The CFTC issued interpretive guidance designed to clarify that the confidentiality and indemnification provisions in Section 21(d) of the Commodity Exchange Act (CEA) should not operate to inhibit or prevent foreign regulatory authorities from accessing data in which they have an independent and sufficient regulatory interest.
Section 21(c)(7) of the CEA (codified as 7 U.S.C. 24a(c)(7)) requires swap data repositories (“SDRs”) to “make available all data obtained by the [SDR]” to domestic and foreign regulators under certain circumstances. CEA Section 21(d) (codified as 7 U.S.C. 24a(d)), however, requires that entities receiving that data must first provide the SDR with a written agreement stating that it will abide by certain confidentiality restrictions and will indemnify the SDR and CFTC for any expenses arising from litigation relating to the information provided.

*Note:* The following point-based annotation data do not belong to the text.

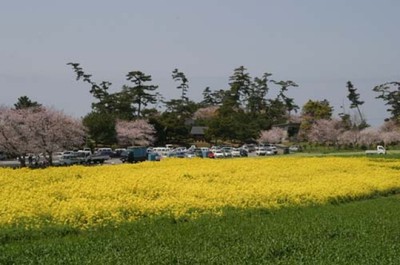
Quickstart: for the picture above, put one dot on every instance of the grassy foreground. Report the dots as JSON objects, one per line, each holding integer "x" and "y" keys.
{"x": 361, "y": 232}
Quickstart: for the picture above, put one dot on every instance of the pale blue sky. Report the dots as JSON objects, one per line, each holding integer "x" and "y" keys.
{"x": 319, "y": 44}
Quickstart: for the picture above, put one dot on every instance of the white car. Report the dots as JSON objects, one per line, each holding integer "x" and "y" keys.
{"x": 235, "y": 152}
{"x": 261, "y": 151}
{"x": 219, "y": 153}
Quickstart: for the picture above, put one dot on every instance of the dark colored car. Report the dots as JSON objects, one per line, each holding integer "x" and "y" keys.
{"x": 243, "y": 152}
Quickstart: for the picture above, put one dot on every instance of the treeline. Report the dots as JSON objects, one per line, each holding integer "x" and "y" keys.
{"x": 248, "y": 106}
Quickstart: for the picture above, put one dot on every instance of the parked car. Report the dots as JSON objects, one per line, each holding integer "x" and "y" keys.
{"x": 178, "y": 154}
{"x": 261, "y": 151}
{"x": 243, "y": 152}
{"x": 235, "y": 152}
{"x": 294, "y": 148}
{"x": 219, "y": 153}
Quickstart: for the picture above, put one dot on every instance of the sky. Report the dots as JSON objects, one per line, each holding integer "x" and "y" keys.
{"x": 319, "y": 44}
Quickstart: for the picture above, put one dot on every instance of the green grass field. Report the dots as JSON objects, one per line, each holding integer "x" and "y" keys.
{"x": 363, "y": 232}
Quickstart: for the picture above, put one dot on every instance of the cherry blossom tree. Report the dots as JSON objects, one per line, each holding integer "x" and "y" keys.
{"x": 325, "y": 131}
{"x": 14, "y": 136}
{"x": 390, "y": 132}
{"x": 349, "y": 137}
{"x": 273, "y": 136}
{"x": 38, "y": 130}
{"x": 52, "y": 131}
{"x": 138, "y": 132}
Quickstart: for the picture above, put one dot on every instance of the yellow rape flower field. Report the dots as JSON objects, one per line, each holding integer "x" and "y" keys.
{"x": 100, "y": 195}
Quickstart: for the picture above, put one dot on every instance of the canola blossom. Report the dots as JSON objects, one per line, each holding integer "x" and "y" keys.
{"x": 84, "y": 197}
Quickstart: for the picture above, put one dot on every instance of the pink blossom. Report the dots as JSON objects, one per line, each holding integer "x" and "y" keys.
{"x": 138, "y": 132}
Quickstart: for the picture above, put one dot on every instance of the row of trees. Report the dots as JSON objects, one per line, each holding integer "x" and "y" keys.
{"x": 245, "y": 111}
{"x": 238, "y": 113}
{"x": 30, "y": 128}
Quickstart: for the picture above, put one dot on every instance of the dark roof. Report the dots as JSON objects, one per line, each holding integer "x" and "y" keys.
{"x": 198, "y": 130}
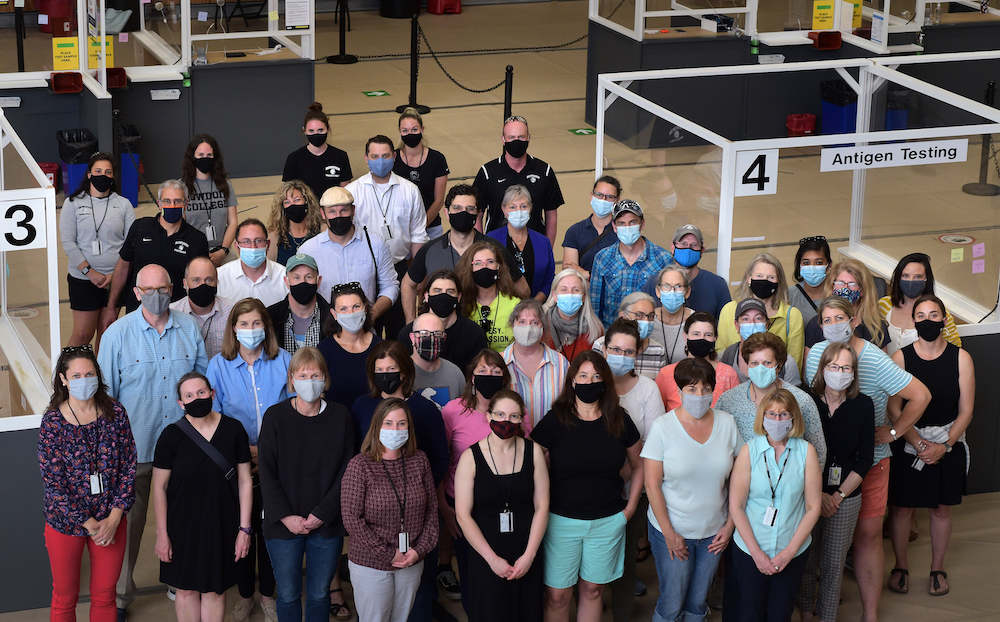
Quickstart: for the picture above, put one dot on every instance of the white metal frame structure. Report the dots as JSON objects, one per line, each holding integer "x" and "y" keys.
{"x": 873, "y": 73}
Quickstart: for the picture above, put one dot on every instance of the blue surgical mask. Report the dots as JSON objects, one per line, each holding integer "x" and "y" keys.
{"x": 813, "y": 275}
{"x": 569, "y": 304}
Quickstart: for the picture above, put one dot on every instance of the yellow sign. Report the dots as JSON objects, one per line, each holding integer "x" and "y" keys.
{"x": 94, "y": 53}
{"x": 64, "y": 53}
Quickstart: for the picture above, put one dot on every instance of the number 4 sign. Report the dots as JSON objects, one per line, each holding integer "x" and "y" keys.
{"x": 756, "y": 173}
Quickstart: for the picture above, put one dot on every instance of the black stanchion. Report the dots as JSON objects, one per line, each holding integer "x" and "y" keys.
{"x": 982, "y": 188}
{"x": 414, "y": 68}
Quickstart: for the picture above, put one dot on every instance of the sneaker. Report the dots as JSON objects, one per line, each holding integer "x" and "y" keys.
{"x": 449, "y": 585}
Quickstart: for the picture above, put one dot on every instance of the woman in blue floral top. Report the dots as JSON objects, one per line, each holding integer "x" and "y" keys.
{"x": 87, "y": 457}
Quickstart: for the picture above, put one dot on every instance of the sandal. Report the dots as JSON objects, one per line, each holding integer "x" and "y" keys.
{"x": 935, "y": 589}
{"x": 900, "y": 587}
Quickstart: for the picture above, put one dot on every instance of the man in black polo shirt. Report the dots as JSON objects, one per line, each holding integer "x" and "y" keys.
{"x": 515, "y": 166}
{"x": 167, "y": 240}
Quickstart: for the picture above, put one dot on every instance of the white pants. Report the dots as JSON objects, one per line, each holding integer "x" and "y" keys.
{"x": 385, "y": 595}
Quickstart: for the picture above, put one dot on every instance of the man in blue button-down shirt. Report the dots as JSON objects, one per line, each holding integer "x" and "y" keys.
{"x": 142, "y": 357}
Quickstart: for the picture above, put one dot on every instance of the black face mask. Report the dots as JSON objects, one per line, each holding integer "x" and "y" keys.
{"x": 412, "y": 140}
{"x": 296, "y": 213}
{"x": 442, "y": 304}
{"x": 101, "y": 183}
{"x": 204, "y": 165}
{"x": 389, "y": 381}
{"x": 487, "y": 385}
{"x": 589, "y": 393}
{"x": 463, "y": 222}
{"x": 516, "y": 148}
{"x": 203, "y": 295}
{"x": 303, "y": 292}
{"x": 199, "y": 408}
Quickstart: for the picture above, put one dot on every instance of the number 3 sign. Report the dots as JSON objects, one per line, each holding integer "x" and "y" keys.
{"x": 22, "y": 224}
{"x": 756, "y": 173}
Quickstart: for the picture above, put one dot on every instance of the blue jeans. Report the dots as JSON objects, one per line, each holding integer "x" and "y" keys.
{"x": 684, "y": 585}
{"x": 322, "y": 556}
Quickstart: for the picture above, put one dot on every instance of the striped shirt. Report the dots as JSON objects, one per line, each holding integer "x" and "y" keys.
{"x": 540, "y": 390}
{"x": 878, "y": 376}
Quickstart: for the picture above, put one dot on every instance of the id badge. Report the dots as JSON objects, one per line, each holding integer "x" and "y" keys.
{"x": 507, "y": 522}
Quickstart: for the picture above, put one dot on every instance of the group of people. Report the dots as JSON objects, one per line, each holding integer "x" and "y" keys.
{"x": 446, "y": 398}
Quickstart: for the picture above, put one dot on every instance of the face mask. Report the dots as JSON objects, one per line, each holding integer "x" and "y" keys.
{"x": 393, "y": 439}
{"x": 696, "y": 405}
{"x": 250, "y": 337}
{"x": 601, "y": 207}
{"x": 687, "y": 257}
{"x": 203, "y": 295}
{"x": 487, "y": 385}
{"x": 443, "y": 304}
{"x": 172, "y": 214}
{"x": 204, "y": 164}
{"x": 429, "y": 347}
{"x": 516, "y": 148}
{"x": 628, "y": 235}
{"x": 910, "y": 289}
{"x": 700, "y": 348}
{"x": 380, "y": 167}
{"x": 253, "y": 257}
{"x": 762, "y": 376}
{"x": 569, "y": 304}
{"x": 388, "y": 381}
{"x": 838, "y": 333}
{"x": 762, "y": 288}
{"x": 671, "y": 300}
{"x": 101, "y": 183}
{"x": 589, "y": 393}
{"x": 463, "y": 222}
{"x": 303, "y": 293}
{"x": 505, "y": 429}
{"x": 155, "y": 302}
{"x": 411, "y": 140}
{"x": 813, "y": 275}
{"x": 485, "y": 277}
{"x": 837, "y": 380}
{"x": 309, "y": 389}
{"x": 296, "y": 213}
{"x": 527, "y": 336}
{"x": 351, "y": 322}
{"x": 928, "y": 330}
{"x": 84, "y": 388}
{"x": 777, "y": 430}
{"x": 519, "y": 218}
{"x": 620, "y": 364}
{"x": 752, "y": 328}
{"x": 199, "y": 408}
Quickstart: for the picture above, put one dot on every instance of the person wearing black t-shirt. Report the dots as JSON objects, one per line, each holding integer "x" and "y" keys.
{"x": 318, "y": 164}
{"x": 167, "y": 240}
{"x": 515, "y": 166}
{"x": 425, "y": 167}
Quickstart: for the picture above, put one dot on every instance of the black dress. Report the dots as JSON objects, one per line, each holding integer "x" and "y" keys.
{"x": 936, "y": 484}
{"x": 492, "y": 598}
{"x": 203, "y": 515}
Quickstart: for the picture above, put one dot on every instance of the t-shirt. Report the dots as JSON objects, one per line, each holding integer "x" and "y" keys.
{"x": 584, "y": 461}
{"x": 207, "y": 205}
{"x": 321, "y": 172}
{"x": 424, "y": 176}
{"x": 694, "y": 474}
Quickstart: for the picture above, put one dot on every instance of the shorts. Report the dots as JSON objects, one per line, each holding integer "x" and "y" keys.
{"x": 875, "y": 491}
{"x": 592, "y": 550}
{"x": 85, "y": 296}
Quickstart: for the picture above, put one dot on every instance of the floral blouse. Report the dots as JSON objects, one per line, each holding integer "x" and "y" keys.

Although previous CFTC rulemaking specified that an “appropriate foreign regulator” may access SDR data without executing a confidentiality and indemnification agreement, the CFTC chose to issue interpretive guidance in response to concerns that certain aspects of the rules remained unclear. The final interpretive guidance clarifies that a registered SDR would not be subject to the confidentiality and indemnification provisions if it is also registered or recognized in the regulatory regime of a foreign jurisdiction and if the relevant data has been reported to the SDR pursuant to the foreign jurisdiction’s regulations. The guidance also provides that a foreign regulator’s access to data from a registered SDR that is also registered or recognized in the regulatory regime of the foreign jurisdiction and where the data has been reported pursuant to the foreign jurisdiction’s regulations “will be dictated by that foreign jurisdiction’s regulatory regime and not by the CEA or Commission regulations.”
The guidance passed on a 3-2 party line vote. Commissioners Sommers and O’Malia issued a joint dissenting statement explaining that the guidance fails to incorporate comments received from the European Securities and Markets Authority and that the guidance does not relieve U.S. regulators other than the CFTC and SEC of the requirement to execute an indemnification agreement—which Commissioners Sommers and O’Malia state they are prohibited from doing—before they can directly access SDR swap data.